There is no doubt that he did not want to die. That he had so much more he wanted to give, to do. He loved life so fully and deeply. When I chose the poem I would read at his funeral, ‘Because I have loved life, I shall have no sorrow to die’ (‘A Song of Living’ by Amelia Josephine Burr), it summed him up for me.
This was not the peaceful end of someone who thought they had given everything they had to give. He appreciated the intensity of the Death Zone, as he called it, because he was someone who loved life. He found a way to reconcile the two, empowering himself in facing death by making the life he had left count.
He looked at us and said:
‘Girls, four days left to try and change the world. You can do a lot in four days.’
The three of us left that night together at about eleven after he had fallen asleep, exhausted but a lot happier. The house felt very empty and we all floated about a bit, struggling to sleep.
Thursday, 3 November
On Thursday, Grace and Mum got to the hospital very early. Grace had to leave in a couple of hours for a work shift and Dad had visits from Matthew Freud and Professor Cunningham. By the time I came in mid-morning, Mum was sitting working away on her BlackBerry and Dad was resting, exhausted from a busy morning. Mum never stopped working, finding an hour here and there when Dad was sleeping, still on top of things even when her life was falling apart around her.
Dad had a long conversation with Matthew and I knew that meant a lot to him.
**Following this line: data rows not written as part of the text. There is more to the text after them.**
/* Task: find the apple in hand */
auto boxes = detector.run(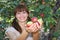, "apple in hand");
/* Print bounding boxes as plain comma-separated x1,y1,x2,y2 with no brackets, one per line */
26,21,33,27
31,17,38,22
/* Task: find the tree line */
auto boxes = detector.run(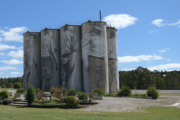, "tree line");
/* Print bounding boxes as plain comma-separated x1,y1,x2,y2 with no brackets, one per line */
0,77,23,88
119,67,180,90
Dad loved Matthew like he was family.
* * *
Mum told me Dad had been telling Professor Cunningham that he knew he was approaching death because of the dreams he had started to have. They were intense, extraordinary dreams like nothing he had ever experienced. He would be overwhelmed by the richness of what he saw – a beautiful city, just out of reach, made up of a kaleidoscope of colours, paintings, tapestries and buildings. This would be interspersed with periods of blackness. Somehow he felt death was calling him.
I came in with an article I had written for our local paper and Dad immediately perked up. He was always our biggest fan, so proud of our achievements, dismissing our failures as learning experiences. He spent about forty minutes carefully struggling through the article. By then his breathing was declining even with the machine’s support and we were trying to stop him speaking so much. But he kept telling anyone who came in, this is my daughter, this is her article.
I left the room so the nurses could help him off the bed on to the chair. When I came back in he was very proud of himself, told me he had made a funny joke. As he had got up, wearing his bubble helmet, he said: ‘One small step for man.’ He kept laughing at his spaceman analogy. He spent so much of his last few days smiling and laughing, his happiness lifting all of us. He was in so much pain and discomfort but somehow his spirit took him beyond that.